Give till what?

ideas
altruism
Author

James Thompson

Published

June 9, 2024

To help get through my workouts everyday I listen to a podcast. My podcast of choice has changed over time starting with Wesley Livesays great podcasts on the world wars (WW1 and WW2) to The History of Byzantium, but in the last year I have switched from history to tech podcasts and now listen to the Lex Fridman Podcast. So far I really enjoy the topics he discusses and the people who discuss them (even if I don’t quite agree with everything that is said). I strictly listen to podcasts in chronological order so at this time I have only just finished episode 107 which has given me motivation to write today.

I have been quite consumed recently with the idea of my own personal luck in the ovarian lottery and what that ought to mean for me and my life. To come up with a good answer to that is beyond my time or skills but I have come up with the idea that ones level of suffering in their life should not be determined by luck. This position towards the notion that we must reduce suffering as much as possible leads to on to decreasing the expected level of suffering of a random life. The ideal goal would be that the median persons life of suffering is very low. We can’t and shouldn’t try to play god and say their should be no suffering but we should aim for the ideal. To put this in simpler words lets look at a picture.
Two versions of the suffering distribution
Now I surprisingly am not exactly sure what the current suffering distribution is but I believe it to be something of a parabola albeit likely a bit flatter. Thus I feel there is a goal of changing the suffering distribution to move the median person all the way to the left. Now is also a good time to define what I really mean by suffering. Inventing my own definition of suffering seems to be a bit of challenge so I will loosely describe it as the effects of not having adequate food, water, shelter and health. This does cut out a lot of the developed worlds problems but these are not the priority.

Now that the first step of defining a goal has been mande it is important to come up with action steps to get there. To try and get a handle of the potential action space we can add some axis and bound them. Firstly we have the “how much effort scale”. On one end of the scale I could do absolutely nothing and carry on my life as usual, this would be great for me as I am in a good part of the world with good expected life outcomes. Alternatively on the other extreme I could buy a one way ticket to the developing world and spend my whole life trying to help with education or building huts etc, this would require a lot of effort and sacrifice. Now a second axis which is also important is the outcome. Worst case the outcome could be unsuccessful like trying to give food to a famine stricken country but the local warlord has sneakily corrupted the supply chain and is just stealing it all for his own use.
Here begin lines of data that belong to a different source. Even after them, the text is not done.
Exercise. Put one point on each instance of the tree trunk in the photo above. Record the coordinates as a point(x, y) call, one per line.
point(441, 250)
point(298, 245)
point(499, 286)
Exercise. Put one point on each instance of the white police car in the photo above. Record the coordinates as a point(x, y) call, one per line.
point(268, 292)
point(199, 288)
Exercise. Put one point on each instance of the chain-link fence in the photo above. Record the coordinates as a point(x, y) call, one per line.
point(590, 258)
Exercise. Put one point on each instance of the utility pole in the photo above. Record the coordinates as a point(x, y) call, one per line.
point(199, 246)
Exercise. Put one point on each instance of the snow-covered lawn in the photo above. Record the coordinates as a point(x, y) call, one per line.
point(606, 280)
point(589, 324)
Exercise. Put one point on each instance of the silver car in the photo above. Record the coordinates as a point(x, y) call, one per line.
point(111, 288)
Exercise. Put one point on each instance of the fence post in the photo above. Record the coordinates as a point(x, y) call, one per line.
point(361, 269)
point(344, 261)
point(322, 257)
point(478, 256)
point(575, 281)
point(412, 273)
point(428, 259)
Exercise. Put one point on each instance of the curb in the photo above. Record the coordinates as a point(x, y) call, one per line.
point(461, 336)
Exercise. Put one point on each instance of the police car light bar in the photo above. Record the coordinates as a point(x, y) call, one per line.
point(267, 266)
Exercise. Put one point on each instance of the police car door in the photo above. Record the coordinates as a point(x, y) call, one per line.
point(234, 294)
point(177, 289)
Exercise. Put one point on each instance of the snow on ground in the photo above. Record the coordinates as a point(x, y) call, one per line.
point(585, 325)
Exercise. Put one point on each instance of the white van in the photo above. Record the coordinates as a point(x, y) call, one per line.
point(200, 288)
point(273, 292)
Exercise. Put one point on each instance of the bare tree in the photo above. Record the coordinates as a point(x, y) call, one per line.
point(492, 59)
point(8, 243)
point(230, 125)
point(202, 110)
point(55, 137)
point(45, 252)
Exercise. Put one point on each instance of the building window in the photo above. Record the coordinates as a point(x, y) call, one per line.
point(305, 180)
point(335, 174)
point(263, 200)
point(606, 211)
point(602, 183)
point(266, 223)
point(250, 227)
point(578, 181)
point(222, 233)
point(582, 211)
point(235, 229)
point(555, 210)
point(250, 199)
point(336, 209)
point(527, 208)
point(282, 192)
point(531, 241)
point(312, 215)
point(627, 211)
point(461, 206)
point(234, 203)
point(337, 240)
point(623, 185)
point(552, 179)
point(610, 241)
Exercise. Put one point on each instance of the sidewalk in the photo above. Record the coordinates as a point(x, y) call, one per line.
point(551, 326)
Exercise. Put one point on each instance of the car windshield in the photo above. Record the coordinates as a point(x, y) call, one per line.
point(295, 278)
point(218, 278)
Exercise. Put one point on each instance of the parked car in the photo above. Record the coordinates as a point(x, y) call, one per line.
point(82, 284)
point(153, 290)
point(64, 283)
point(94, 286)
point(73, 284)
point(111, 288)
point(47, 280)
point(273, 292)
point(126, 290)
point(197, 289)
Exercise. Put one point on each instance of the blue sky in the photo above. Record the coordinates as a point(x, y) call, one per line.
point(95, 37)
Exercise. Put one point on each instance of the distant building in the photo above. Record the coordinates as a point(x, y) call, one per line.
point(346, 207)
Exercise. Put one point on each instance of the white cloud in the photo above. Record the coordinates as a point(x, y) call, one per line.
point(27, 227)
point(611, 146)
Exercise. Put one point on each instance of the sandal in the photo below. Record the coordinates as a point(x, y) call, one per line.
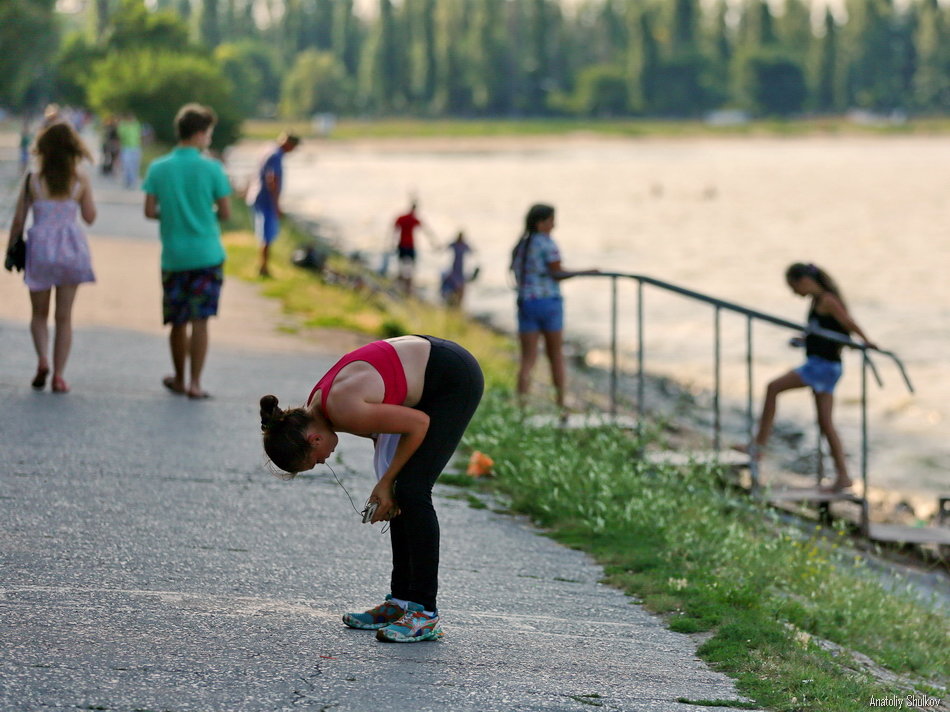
point(39, 380)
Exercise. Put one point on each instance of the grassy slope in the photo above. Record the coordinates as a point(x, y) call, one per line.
point(679, 540)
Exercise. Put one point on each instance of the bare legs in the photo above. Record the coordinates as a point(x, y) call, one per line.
point(789, 381)
point(63, 339)
point(553, 346)
point(189, 352)
point(823, 404)
point(264, 271)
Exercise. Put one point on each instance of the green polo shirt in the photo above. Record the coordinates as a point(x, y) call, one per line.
point(186, 185)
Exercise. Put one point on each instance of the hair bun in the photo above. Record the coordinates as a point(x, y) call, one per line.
point(270, 413)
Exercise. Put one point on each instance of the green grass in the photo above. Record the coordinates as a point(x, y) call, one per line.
point(314, 303)
point(711, 560)
point(349, 129)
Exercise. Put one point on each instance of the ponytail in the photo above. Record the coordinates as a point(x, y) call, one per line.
point(800, 269)
point(285, 434)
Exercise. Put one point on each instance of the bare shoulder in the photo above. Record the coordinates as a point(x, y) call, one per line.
point(827, 302)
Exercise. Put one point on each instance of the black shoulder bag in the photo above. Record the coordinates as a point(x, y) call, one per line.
point(16, 249)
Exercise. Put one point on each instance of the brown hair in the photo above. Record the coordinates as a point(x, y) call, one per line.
point(798, 270)
point(192, 119)
point(285, 434)
point(60, 150)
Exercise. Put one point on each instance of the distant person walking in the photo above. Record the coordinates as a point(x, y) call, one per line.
point(265, 197)
point(25, 137)
point(822, 367)
point(111, 146)
point(130, 152)
point(57, 252)
point(405, 233)
point(424, 391)
point(453, 280)
point(536, 264)
point(187, 192)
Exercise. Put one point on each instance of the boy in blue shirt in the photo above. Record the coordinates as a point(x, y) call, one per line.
point(266, 197)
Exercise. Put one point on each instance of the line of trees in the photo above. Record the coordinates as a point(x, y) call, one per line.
point(674, 58)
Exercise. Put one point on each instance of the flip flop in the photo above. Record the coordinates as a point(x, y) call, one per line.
point(169, 383)
point(39, 380)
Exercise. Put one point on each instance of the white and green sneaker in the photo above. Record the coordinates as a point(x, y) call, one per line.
point(375, 618)
point(413, 627)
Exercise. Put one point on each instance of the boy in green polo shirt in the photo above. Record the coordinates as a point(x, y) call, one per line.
point(187, 193)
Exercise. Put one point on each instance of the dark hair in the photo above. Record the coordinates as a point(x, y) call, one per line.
point(285, 434)
point(192, 119)
point(799, 270)
point(537, 213)
point(60, 149)
point(292, 139)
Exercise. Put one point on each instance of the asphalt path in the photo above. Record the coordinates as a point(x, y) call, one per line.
point(149, 562)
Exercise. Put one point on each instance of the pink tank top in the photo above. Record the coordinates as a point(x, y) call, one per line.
point(382, 356)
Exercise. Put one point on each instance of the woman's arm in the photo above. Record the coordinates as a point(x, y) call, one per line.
point(362, 418)
point(19, 215)
point(830, 304)
point(151, 206)
point(558, 272)
point(87, 205)
point(224, 208)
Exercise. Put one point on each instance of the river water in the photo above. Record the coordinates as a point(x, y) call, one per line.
point(720, 216)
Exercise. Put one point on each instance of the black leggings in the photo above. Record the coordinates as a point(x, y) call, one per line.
point(451, 392)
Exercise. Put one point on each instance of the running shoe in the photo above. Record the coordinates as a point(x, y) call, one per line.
point(375, 618)
point(414, 627)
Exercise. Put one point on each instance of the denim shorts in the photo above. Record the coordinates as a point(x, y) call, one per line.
point(266, 225)
point(545, 314)
point(820, 374)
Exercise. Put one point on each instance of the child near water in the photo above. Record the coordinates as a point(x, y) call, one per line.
point(822, 368)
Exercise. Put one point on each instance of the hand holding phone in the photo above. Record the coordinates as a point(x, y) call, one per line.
point(368, 511)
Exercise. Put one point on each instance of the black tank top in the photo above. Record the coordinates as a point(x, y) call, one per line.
point(819, 346)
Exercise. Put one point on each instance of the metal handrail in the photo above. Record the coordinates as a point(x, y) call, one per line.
point(751, 315)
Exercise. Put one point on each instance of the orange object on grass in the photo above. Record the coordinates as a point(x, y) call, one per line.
point(479, 464)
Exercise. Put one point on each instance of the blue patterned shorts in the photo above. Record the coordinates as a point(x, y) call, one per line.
point(191, 294)
point(546, 314)
point(820, 374)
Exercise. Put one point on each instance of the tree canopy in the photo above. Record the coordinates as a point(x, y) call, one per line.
point(675, 58)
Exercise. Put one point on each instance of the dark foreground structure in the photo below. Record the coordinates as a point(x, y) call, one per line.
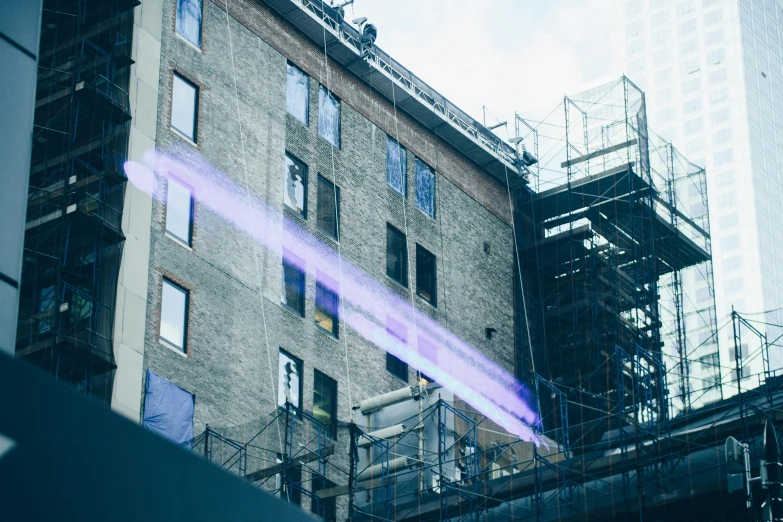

On the other hand a greatly successful outcome is giving money directly to a collapsing community and they use it to build some infrastructure that lets them grow their own food and they become self sufficient, then they have surplus start a small research group and cure cancer (I may have gotten carried away with). This means that the action spaces look a bit like this:

Action space

There are three important extremes here. - Purple:We don’t want to be Purple as this just increases our owns suffering while reducing little to none elsewhere in the world. - Yellow: Most people are probably her which is little effort (or thought) with also little outcome. - Red: Ideally we want to aim here which I like to think of the 20% of effort that gets you 80% of the way there. Now my actions to take must to something that requires little effort (which is great because biology is inherently lazy) but has real outcome.

Now back to the podcast, the guest of this particular episode was Peter Singer. Now Peter Singer has lots of ideas and has written many great books. Not everything he says everyone agree with (like myself) but one of his key points he makes is we should “give till it (almost) hurts”. I really like this statement as it highlights two main points; you can probably give (much) more than you do now and that your giving won’t really effect you. If we combine this with effective giving by using some of the ideas and concepts developed from the Effective Altruism movement than it sounds like we are getting into the red zone. Therefore the action to undertake should be giving my money until it almost effects me.

Therefore what is my implementation going to be. Well I was already giving weekly about 5% of my income, I started this after I finished at University because for the first time I was getting paid like a real adult and had some spare money. But now really when I think about it I could give an extra 5% each week by diverting my personal “spend on whatever I want money” into some more regular donations. Thus my budget is updated and I now give 10% each week. Doing this feels like it should hurt me but it probably won’t, I can still live the normal developed world experience yet. But while living this normal developed world life I can hopefully me making some effect on the suffering distribution of the world.

I implore you to also think about this a bit more, listen to the podcast or use google directly yourself.